Я задумался. Предложение было весьма заманчивое. Фактически мне придется заново строить укрепления на «диком бреге», при почти полном отсутствии необходимой материальной базы. С другой стороны, там я буду строить сам, а не перестраивать. А вот это хорошо – мне давно уже хотелось создать что-то свое, используя при этом свои замыслы и проекты. Что же касается береговой артиллерии…
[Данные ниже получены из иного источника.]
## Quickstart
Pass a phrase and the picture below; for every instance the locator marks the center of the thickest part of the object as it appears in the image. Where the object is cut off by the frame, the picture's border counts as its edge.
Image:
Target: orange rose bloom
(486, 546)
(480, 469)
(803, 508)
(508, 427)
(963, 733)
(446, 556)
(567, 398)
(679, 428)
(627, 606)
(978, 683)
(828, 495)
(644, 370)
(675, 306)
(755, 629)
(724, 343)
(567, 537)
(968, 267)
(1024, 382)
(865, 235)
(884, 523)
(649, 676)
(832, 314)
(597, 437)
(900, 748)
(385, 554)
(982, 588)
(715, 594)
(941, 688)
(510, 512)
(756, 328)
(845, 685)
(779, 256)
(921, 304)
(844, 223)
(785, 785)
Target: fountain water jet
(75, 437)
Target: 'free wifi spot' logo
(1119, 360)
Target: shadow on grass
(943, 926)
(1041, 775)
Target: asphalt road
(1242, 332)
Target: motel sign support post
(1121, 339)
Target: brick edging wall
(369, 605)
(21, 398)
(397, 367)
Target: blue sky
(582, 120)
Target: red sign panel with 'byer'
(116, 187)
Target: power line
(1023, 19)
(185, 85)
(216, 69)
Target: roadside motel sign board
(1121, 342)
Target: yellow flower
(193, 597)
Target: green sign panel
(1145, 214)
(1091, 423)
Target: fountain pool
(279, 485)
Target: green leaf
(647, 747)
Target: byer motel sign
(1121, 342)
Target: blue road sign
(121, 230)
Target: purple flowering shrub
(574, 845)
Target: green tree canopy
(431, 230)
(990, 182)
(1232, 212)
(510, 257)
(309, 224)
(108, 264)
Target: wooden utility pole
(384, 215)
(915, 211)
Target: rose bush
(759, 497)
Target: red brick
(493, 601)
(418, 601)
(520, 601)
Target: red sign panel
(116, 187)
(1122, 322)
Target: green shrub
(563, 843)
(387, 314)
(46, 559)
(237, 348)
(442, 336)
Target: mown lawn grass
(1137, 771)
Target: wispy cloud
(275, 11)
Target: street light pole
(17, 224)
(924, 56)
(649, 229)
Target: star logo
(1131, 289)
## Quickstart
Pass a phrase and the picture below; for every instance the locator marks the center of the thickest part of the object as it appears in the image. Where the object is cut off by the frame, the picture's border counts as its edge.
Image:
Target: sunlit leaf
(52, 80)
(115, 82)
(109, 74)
Товарищ Тамбовцев, словно прочитав мои мысли, сказал:
– Дмитрий Михайлович, в Мурманске уже построены береговые батареи и ведется работа по возведению новых. Этим делом занимается адмирал Кетлинский – герой сражения с британской эскадрой. Он поможет вам как классный артиллерист. Ваша же задача – связать воедино береговые батареи и укрепления на сухопутье, чтобы получилась настоящая крепость, способная дать достойный отпор врагу как на суше, так и на море. А вот на Груманте вам придется начинать все с нуля. Но мы поможем вам, подберем вам хорошего заместителя по морской части. Кроме того, мы попросили бы вас составить список толковых военных инженеров, которые войдут в вашу команду и будут помогать в вашей работе. Думаю, что и им будет интересно поучаствовать в строительстве базы нового флота России, который со временем – я надеюсь на это – станет самым сильным флотом в стране. К тому же ваша новая должность – генеральская, и это звание будет вам незамедлительно присвоено, как только вы прибудете на место вашей новой службы.